She smiles, but her lips are tight and the smile doesn’t touch her eyes. She’s not the crying kind, but Burr notes a sheen in her brown eyes, and feels his heart twist for an awful moment.

“Three days,” she repeats.

“Yes,” he says, “I’m sorry to tell you so late, but I only found out about it a few days ago, and since then we’ve been preparing, and, given your situation, you know I can’t call unannounced.”

A bit callous, that, to throw the nature of their relationship in her face. They have developed a routine - she writes him letters filled with dates he can call upon her, and they make good use of that time, make good use of the marriage bed she built with another man.

He tries not to think about it too much; the exact nature of their relationship - their affair - but occasionally the facts make themselves known in ugly, inconvenient ways.
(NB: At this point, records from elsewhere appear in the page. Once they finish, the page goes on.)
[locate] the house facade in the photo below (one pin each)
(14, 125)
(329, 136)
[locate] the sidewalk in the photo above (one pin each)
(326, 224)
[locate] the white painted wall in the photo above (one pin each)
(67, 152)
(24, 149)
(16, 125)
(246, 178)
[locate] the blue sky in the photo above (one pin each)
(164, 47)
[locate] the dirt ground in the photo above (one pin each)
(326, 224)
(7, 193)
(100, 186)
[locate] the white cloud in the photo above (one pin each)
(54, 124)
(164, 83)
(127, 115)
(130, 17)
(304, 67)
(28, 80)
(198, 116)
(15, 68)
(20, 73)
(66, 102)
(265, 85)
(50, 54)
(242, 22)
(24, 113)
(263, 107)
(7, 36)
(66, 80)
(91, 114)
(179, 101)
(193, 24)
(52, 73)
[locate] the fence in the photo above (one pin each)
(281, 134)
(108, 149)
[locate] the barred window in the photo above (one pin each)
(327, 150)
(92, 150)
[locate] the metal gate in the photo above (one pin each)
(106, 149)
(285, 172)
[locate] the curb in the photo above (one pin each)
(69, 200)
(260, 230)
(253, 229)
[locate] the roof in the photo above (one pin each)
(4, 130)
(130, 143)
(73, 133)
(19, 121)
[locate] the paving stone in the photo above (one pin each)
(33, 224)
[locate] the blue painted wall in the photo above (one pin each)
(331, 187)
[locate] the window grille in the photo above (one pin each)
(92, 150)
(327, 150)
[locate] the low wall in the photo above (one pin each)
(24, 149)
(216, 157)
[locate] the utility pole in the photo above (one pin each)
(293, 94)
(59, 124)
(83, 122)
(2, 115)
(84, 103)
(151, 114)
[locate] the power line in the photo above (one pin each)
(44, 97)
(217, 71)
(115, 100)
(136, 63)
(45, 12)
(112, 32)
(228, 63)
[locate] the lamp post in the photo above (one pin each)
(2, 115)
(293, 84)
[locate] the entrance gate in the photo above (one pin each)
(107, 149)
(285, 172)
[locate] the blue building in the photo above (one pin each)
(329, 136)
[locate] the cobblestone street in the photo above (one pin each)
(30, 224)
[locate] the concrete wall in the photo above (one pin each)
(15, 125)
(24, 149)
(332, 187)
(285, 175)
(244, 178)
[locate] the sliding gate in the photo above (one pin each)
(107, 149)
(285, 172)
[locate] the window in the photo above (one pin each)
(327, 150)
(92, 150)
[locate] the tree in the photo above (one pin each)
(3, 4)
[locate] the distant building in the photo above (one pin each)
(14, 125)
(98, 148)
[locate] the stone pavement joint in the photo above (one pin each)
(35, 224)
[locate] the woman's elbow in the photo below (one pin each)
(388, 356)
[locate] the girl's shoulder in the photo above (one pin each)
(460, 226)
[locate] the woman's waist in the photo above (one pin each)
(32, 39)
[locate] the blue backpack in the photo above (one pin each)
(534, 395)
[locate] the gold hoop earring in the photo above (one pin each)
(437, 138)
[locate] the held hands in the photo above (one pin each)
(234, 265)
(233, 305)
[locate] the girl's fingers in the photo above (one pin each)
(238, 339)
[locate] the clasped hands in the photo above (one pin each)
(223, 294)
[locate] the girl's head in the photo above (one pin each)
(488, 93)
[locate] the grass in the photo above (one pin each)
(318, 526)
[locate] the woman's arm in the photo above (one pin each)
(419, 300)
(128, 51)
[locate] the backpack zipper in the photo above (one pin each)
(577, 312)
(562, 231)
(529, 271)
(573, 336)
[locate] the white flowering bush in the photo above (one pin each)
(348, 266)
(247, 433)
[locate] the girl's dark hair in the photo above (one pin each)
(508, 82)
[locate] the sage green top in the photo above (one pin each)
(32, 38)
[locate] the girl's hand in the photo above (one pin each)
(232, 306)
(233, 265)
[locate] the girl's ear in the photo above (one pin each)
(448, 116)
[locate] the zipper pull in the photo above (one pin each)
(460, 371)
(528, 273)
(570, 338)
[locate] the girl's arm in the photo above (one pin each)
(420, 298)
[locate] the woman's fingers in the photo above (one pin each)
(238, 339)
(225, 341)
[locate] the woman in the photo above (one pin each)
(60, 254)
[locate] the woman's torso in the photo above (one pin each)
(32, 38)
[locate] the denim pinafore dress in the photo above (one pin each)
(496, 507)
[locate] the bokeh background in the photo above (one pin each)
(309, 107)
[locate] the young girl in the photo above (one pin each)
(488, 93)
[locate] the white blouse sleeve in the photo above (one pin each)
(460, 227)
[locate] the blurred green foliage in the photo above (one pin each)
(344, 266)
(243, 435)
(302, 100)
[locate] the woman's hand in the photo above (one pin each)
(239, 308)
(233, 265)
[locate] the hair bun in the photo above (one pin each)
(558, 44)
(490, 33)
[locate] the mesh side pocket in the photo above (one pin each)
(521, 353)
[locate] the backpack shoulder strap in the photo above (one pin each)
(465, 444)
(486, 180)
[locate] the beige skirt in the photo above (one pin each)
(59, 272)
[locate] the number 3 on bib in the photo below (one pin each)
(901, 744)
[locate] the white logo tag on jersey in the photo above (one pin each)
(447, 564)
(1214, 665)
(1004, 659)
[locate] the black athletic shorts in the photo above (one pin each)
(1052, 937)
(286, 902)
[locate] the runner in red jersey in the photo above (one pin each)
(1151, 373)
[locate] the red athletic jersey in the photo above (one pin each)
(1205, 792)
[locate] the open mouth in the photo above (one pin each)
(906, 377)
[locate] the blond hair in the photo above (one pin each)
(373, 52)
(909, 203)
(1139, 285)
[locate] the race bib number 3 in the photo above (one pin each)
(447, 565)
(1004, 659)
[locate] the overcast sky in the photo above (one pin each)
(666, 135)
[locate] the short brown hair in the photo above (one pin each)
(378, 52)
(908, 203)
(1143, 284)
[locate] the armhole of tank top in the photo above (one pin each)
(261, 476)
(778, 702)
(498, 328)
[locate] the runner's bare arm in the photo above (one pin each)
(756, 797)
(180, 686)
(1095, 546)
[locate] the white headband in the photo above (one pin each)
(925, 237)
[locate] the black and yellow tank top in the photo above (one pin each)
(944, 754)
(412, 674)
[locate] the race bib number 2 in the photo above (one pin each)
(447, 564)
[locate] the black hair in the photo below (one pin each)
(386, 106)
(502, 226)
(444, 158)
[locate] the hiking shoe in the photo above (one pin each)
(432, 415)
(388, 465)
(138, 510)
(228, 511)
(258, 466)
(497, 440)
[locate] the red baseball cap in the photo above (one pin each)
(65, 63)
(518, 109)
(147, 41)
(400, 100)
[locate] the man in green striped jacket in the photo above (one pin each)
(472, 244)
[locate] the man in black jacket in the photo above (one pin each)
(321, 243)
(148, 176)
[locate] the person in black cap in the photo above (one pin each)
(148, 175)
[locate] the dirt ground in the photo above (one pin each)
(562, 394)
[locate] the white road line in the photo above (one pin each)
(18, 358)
“It’s not forever,” he continues, “I’ll have the option to return in a year or so. By then…”

By then your husband might be dead, is what he wants to - but doesn’t - say. He knows it’s in poor taste, to want for another’s man’s death the way he does. As a soldier, of course, he’s killed, but those were nameless, faceless men, men clothed like the enemy on a battlefield - sanctioned killing, of sorts, on a sanctioned killing ground. The want for this man’s death is uniquely personal, even grotesquely intimate, in a way.

“I make you no promises,” she says, and her voice is strong, “even if...even if I am made available, I make no promises to wait.”

He’s expected as much - she is not the kind of woman who sits idly by waiting for things, wringing her hands - but the words still feel like a knife in his belly, a physical twist of the gut. He does a poor job of hiding his feelings, because her expression softens a bit, and she takes one of his hands between both of hers, rubs her fingers over his knuckles.

“In the meantime,” she says, “we have three days, and we’ll make the best of them.”

They do.




The last night together is when the bittersweetness of leaving sets in, they stay up talking and fucking. Eventually Theodosia curls against him, buries her head against his chest, not crying but not dry-eyed, either. She doesn’t look up at him, and he’s glad because his own eyes are stinging. He suddenly dreads the voyage, the expanse of cold nights, the ambiguous way they’re leaving things.

(Not that I make no promises to wait is very ambiguous. But Burr pretends. He is good at pretending.)

In the morning, they are both bleary-eyed and tired, and Theodosia’s youngest, Mary Louisa, is crying nonstop over some imagined slight and tugging at her skirts. Their goodbye is much too brief and entirely unsatisfying, and when Burr looks back at the entryway she has already closed the door. The sight of that closed door shouldn’t hurt as much as it does, but Burr tries to put the thought aside.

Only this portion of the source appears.